しかし、国際連合安全保障理事会(United Nations Security Council)は北朝鮮に対する追加制裁を講じる決議として2017年8月5日に決議第2371号(2017)を全会一致で採択し、事前に個別の承認を受けた場合を除き、原則として北朝鮮の個人や事業体との合弁事業または共同事業体の新規開設および追加投資を禁じた。

そのため、Viettel Groupとしてはすぐに北朝鮮の移動体通信市場へ参入することは現実的ではない。

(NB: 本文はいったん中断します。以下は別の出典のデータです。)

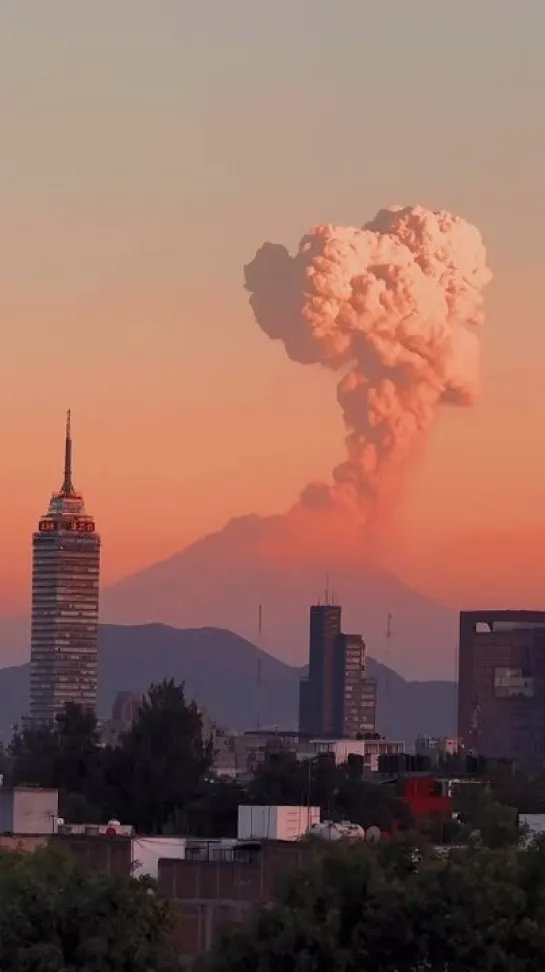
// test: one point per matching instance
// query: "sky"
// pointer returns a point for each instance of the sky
(148, 149)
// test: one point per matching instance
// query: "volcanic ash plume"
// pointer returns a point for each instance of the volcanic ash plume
(391, 306)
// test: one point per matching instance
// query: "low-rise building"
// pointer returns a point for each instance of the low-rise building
(369, 750)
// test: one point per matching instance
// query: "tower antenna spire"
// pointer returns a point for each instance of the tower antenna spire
(67, 486)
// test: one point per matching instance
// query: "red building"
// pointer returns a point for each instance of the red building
(427, 798)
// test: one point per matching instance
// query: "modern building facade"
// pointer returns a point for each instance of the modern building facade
(501, 686)
(65, 596)
(316, 694)
(336, 701)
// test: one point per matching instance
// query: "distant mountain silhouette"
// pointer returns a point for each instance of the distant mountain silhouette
(221, 579)
(220, 671)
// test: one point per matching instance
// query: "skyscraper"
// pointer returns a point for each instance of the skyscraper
(316, 695)
(501, 686)
(335, 701)
(65, 592)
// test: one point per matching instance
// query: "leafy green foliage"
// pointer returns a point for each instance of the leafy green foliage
(339, 791)
(54, 917)
(148, 779)
(160, 762)
(402, 908)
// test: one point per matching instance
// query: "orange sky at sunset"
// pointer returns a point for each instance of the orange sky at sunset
(131, 201)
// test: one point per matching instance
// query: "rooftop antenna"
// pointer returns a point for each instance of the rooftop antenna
(67, 486)
(258, 672)
(389, 635)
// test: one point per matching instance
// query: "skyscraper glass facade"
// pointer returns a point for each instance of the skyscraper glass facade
(65, 598)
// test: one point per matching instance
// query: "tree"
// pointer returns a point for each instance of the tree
(67, 756)
(337, 790)
(160, 762)
(55, 917)
(399, 908)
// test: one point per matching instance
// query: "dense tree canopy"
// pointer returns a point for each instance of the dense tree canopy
(339, 791)
(157, 769)
(148, 779)
(54, 917)
(400, 909)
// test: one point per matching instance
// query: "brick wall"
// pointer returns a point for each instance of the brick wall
(213, 896)
(109, 855)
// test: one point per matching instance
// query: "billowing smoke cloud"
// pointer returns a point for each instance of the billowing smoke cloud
(392, 307)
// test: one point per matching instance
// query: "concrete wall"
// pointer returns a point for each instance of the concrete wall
(6, 811)
(35, 811)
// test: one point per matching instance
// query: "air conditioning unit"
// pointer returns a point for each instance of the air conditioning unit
(115, 830)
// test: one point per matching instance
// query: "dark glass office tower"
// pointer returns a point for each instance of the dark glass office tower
(501, 686)
(317, 694)
(65, 594)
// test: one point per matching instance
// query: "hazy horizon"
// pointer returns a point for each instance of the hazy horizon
(149, 151)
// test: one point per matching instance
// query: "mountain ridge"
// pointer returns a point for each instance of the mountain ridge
(219, 669)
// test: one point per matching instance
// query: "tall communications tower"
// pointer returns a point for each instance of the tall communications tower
(65, 595)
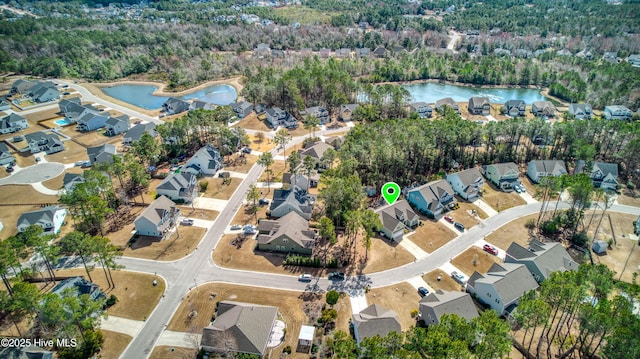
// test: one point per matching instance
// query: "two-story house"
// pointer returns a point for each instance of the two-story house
(467, 183)
(13, 123)
(396, 218)
(288, 234)
(515, 108)
(158, 218)
(423, 109)
(537, 169)
(503, 175)
(479, 106)
(179, 187)
(431, 197)
(581, 111)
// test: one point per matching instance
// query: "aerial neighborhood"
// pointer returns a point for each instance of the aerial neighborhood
(401, 179)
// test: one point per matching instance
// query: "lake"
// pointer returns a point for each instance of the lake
(142, 95)
(430, 92)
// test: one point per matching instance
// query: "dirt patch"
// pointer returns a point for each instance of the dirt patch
(499, 200)
(137, 297)
(446, 283)
(474, 259)
(401, 297)
(203, 301)
(176, 245)
(431, 235)
(114, 344)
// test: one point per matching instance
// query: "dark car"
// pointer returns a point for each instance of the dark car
(423, 291)
(336, 276)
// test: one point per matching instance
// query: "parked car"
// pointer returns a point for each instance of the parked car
(423, 291)
(458, 277)
(490, 249)
(336, 276)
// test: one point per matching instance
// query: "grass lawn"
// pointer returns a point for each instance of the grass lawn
(500, 200)
(114, 344)
(171, 248)
(431, 235)
(483, 260)
(263, 146)
(445, 283)
(252, 122)
(513, 231)
(242, 164)
(277, 169)
(72, 153)
(203, 300)
(217, 189)
(136, 294)
(401, 297)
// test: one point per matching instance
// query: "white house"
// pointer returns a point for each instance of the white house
(466, 183)
(156, 220)
(50, 218)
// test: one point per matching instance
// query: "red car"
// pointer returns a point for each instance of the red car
(490, 249)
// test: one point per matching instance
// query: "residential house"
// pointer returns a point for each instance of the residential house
(279, 117)
(48, 143)
(423, 109)
(479, 106)
(447, 101)
(101, 154)
(617, 112)
(396, 218)
(117, 125)
(91, 121)
(50, 218)
(241, 328)
(515, 108)
(603, 175)
(346, 111)
(136, 132)
(5, 156)
(537, 169)
(242, 109)
(156, 220)
(13, 123)
(435, 304)
(467, 183)
(82, 287)
(207, 161)
(293, 199)
(374, 320)
(541, 259)
(179, 187)
(431, 197)
(581, 111)
(502, 286)
(318, 112)
(288, 234)
(543, 108)
(175, 105)
(26, 352)
(503, 175)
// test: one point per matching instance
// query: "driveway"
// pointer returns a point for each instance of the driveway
(36, 173)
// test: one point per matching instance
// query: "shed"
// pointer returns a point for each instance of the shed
(600, 247)
(305, 339)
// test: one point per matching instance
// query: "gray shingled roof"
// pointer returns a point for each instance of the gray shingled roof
(240, 327)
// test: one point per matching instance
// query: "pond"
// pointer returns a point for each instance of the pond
(430, 92)
(142, 95)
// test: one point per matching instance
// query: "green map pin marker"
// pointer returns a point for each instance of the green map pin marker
(391, 192)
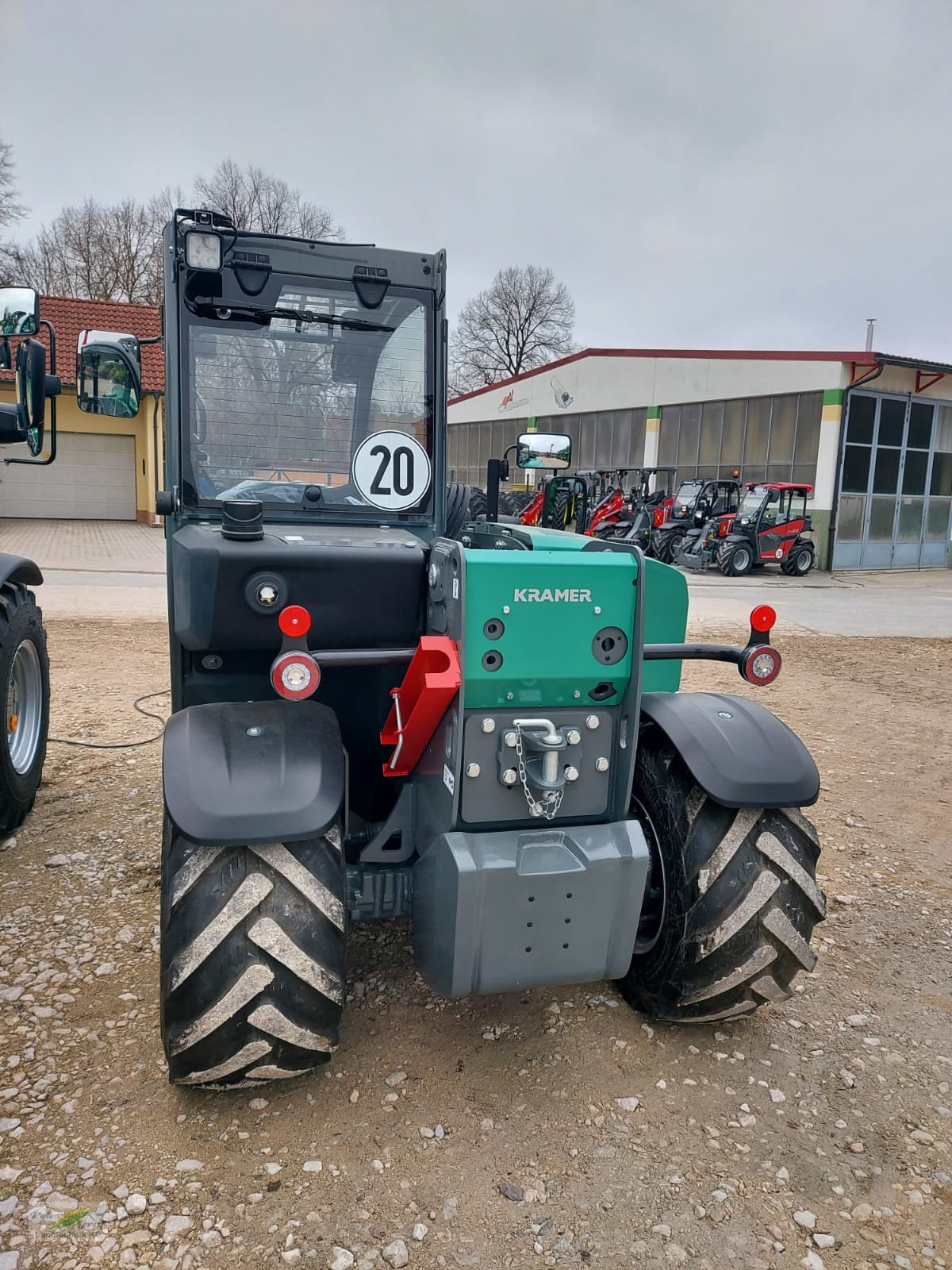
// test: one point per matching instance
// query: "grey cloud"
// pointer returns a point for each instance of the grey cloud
(708, 175)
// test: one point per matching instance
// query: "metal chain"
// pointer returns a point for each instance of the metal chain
(550, 802)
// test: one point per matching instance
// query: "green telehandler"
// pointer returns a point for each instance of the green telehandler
(384, 709)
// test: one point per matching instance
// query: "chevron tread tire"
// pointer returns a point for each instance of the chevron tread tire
(740, 899)
(21, 622)
(253, 959)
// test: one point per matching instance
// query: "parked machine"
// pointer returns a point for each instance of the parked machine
(372, 718)
(634, 508)
(559, 503)
(770, 527)
(695, 503)
(25, 664)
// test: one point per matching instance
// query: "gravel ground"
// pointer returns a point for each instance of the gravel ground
(554, 1128)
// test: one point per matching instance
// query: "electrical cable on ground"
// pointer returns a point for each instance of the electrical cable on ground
(121, 745)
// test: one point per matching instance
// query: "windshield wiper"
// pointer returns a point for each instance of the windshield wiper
(295, 315)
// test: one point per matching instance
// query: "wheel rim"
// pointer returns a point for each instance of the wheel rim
(655, 899)
(25, 708)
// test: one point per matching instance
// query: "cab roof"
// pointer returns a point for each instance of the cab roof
(778, 484)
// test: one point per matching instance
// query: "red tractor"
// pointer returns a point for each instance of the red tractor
(768, 527)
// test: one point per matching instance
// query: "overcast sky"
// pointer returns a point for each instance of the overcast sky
(723, 175)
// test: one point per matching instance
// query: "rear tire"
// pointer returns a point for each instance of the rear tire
(559, 514)
(800, 560)
(253, 959)
(735, 560)
(25, 691)
(666, 546)
(459, 498)
(731, 899)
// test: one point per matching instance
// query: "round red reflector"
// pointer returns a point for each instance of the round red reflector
(295, 676)
(295, 620)
(761, 666)
(762, 619)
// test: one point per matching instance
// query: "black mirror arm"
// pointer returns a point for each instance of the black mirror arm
(51, 456)
(54, 387)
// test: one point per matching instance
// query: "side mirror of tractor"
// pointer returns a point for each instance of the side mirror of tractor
(25, 419)
(108, 374)
(19, 311)
(552, 450)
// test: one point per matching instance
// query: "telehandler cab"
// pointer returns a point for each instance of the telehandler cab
(380, 710)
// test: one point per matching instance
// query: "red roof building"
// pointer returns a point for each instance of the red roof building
(70, 317)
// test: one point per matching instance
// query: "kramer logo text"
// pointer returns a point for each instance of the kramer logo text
(570, 596)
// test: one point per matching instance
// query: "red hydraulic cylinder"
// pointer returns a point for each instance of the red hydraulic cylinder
(431, 683)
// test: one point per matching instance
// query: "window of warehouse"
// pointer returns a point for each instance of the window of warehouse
(765, 438)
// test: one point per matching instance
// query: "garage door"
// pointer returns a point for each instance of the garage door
(895, 503)
(92, 479)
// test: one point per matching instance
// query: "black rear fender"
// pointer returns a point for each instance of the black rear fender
(251, 772)
(19, 569)
(738, 752)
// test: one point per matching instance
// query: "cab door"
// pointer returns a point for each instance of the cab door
(781, 525)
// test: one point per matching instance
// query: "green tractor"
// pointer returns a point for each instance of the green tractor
(372, 718)
(25, 664)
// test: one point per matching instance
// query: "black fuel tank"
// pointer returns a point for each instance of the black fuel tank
(363, 587)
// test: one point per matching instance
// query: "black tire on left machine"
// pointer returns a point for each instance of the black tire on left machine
(735, 559)
(459, 502)
(800, 560)
(730, 903)
(25, 681)
(253, 959)
(666, 546)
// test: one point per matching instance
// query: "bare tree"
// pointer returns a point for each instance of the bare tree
(93, 252)
(10, 213)
(10, 210)
(257, 201)
(524, 319)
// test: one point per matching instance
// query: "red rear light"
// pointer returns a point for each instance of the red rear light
(294, 622)
(763, 619)
(295, 676)
(761, 664)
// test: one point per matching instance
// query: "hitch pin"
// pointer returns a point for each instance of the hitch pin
(399, 746)
(550, 760)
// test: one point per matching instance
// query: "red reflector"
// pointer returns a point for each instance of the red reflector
(762, 619)
(761, 664)
(295, 676)
(295, 620)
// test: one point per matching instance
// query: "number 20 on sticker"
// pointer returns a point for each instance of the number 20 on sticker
(391, 470)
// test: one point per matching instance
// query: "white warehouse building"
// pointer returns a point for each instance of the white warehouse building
(873, 432)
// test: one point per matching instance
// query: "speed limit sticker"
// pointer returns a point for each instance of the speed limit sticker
(391, 470)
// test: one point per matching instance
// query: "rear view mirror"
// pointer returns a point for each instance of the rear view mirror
(19, 311)
(543, 450)
(108, 374)
(25, 419)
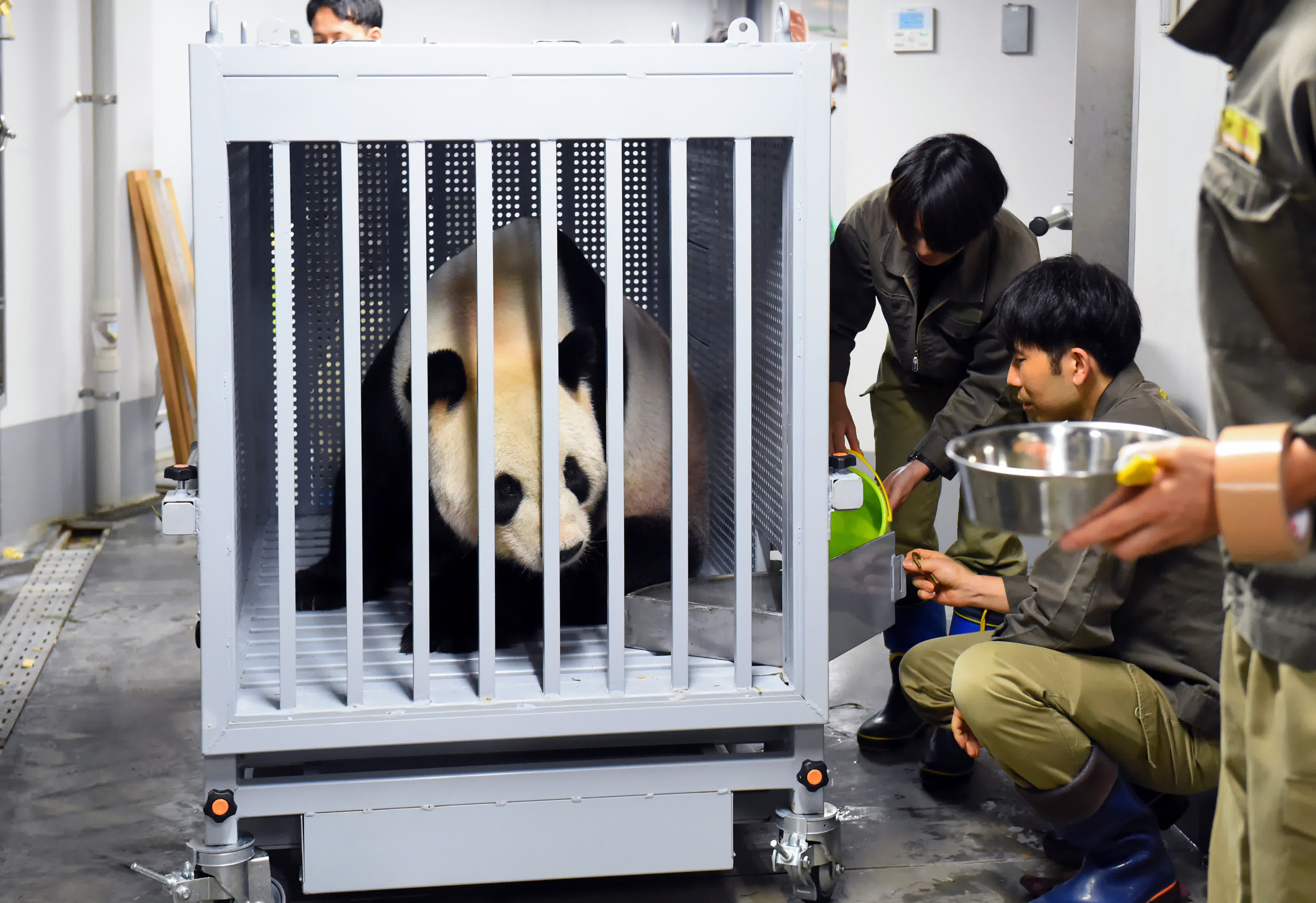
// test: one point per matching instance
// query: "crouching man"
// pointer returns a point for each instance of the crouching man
(1100, 690)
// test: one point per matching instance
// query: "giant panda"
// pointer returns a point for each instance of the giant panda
(582, 478)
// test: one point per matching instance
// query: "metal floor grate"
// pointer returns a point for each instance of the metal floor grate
(323, 654)
(32, 625)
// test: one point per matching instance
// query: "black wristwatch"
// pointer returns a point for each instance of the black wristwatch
(934, 471)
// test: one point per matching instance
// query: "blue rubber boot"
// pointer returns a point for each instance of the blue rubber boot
(917, 621)
(1126, 862)
(898, 723)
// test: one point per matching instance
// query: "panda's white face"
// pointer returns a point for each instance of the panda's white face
(518, 486)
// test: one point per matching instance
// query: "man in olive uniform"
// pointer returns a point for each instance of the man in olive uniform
(935, 249)
(1101, 689)
(1257, 282)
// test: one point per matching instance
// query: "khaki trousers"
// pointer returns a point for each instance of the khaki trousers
(1264, 840)
(902, 415)
(1039, 713)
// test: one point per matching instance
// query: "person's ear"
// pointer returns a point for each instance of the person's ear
(1082, 364)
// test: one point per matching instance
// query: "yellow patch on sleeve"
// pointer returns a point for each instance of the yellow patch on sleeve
(1242, 134)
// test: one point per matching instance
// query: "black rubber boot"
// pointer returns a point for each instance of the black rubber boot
(1168, 809)
(1125, 859)
(897, 723)
(944, 764)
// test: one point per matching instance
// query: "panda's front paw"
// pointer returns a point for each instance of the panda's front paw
(319, 590)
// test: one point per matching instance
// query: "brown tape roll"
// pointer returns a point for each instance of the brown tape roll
(1251, 496)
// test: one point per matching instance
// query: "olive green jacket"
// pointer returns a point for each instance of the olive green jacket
(1161, 614)
(956, 340)
(1257, 274)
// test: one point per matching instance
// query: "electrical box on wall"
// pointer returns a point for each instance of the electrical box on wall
(1017, 22)
(913, 30)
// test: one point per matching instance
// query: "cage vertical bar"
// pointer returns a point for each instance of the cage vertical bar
(615, 442)
(680, 419)
(352, 465)
(551, 529)
(418, 260)
(485, 407)
(286, 423)
(744, 417)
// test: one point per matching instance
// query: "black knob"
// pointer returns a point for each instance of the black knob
(220, 806)
(842, 461)
(813, 775)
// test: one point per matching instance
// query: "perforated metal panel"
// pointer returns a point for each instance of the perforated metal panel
(252, 224)
(713, 306)
(771, 167)
(647, 170)
(713, 299)
(318, 296)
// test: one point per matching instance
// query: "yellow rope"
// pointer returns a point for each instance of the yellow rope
(877, 478)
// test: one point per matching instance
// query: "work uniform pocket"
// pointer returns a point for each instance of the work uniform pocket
(1267, 232)
(1242, 189)
(961, 322)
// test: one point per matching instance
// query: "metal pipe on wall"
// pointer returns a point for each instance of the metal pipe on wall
(106, 188)
(1103, 134)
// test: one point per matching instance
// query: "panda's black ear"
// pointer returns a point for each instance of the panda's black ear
(576, 357)
(447, 378)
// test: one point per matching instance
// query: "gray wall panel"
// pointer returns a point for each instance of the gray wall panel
(47, 467)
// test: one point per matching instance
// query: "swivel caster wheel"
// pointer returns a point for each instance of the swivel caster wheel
(280, 888)
(818, 885)
(807, 852)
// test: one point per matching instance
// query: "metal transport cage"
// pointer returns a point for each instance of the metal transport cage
(330, 184)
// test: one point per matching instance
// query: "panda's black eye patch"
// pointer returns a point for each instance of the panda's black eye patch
(507, 498)
(576, 480)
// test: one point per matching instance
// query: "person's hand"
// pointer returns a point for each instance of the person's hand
(903, 481)
(840, 423)
(965, 735)
(943, 580)
(1177, 509)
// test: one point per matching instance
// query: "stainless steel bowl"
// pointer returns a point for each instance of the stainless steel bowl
(1042, 478)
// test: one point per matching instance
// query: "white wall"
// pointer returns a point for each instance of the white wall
(1022, 107)
(49, 207)
(48, 211)
(1180, 99)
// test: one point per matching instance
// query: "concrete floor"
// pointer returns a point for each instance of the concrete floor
(103, 769)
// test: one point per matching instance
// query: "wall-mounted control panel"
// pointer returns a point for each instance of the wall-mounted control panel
(914, 30)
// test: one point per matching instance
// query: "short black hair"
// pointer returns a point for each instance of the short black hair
(1067, 302)
(952, 185)
(368, 14)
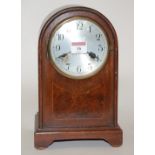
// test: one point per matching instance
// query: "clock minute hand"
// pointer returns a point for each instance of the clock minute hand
(63, 55)
(93, 55)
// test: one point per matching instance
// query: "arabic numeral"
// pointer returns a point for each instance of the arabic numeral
(100, 48)
(79, 26)
(98, 37)
(60, 37)
(57, 47)
(78, 69)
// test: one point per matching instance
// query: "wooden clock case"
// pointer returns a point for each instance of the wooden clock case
(77, 109)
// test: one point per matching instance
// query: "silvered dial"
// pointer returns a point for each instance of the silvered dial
(78, 48)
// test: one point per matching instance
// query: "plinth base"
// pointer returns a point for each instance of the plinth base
(43, 138)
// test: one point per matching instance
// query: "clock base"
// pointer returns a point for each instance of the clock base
(44, 137)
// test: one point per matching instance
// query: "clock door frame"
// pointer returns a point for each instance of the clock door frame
(45, 134)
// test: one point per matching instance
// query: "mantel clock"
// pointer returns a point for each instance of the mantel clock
(78, 76)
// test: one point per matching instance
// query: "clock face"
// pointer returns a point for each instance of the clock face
(78, 48)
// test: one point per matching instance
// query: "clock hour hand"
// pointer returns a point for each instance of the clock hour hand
(93, 55)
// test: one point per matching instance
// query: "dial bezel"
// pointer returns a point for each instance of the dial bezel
(50, 50)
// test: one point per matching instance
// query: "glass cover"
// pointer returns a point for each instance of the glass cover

北朝鮮では移動体通信サービスの加入件数やスマートフォンの利用率は伸長しており、北朝鮮の移動体通信市場はさらなる成長の可能性を秘めている。

また、北朝鮮とベトナムは相互に大使館を設置するなど伝統的友好国で、2国間の人的交流および物流も盛んで、ベトナム政府の支配下にあるViettel Groupが北朝鮮の移動体通信市場に対する投資に注目することは自然と考えられる。

実際に平壌国際空港(FNJ)の手荷物引渡場ではベトナムが支出地の荷物を多く目にし、また北京首都国際空港(PEK)から平壌国際空港に向かう北朝鮮のAir Koryo (高麗航空)の機内では隣がベトナム人で、北朝鮮とベトナムとの盛んな交流について話を聞けたこともある。

なお、Viettel Groupはベトナムの政府機関でベトナム人民軍を統括する国防省(Ministry of National Defence)が完全所有する企業で、ベトナムのほかにカンボジア、ラオス、ミャンマー(ビルマ)、東ティモール(ティモール・テステ)、カメルーン、ブルンジ、タンザニア、モザンビーク、ハイチ、ペルーの移動体通信市場に参入している。

Viettel Groupの国際事業はほとんどが子会社でベトナムのViettel Global Investmentを通じて手掛けており、Viettel Global Investmentに対するViettel Groupの持分比率は98.68%となっている。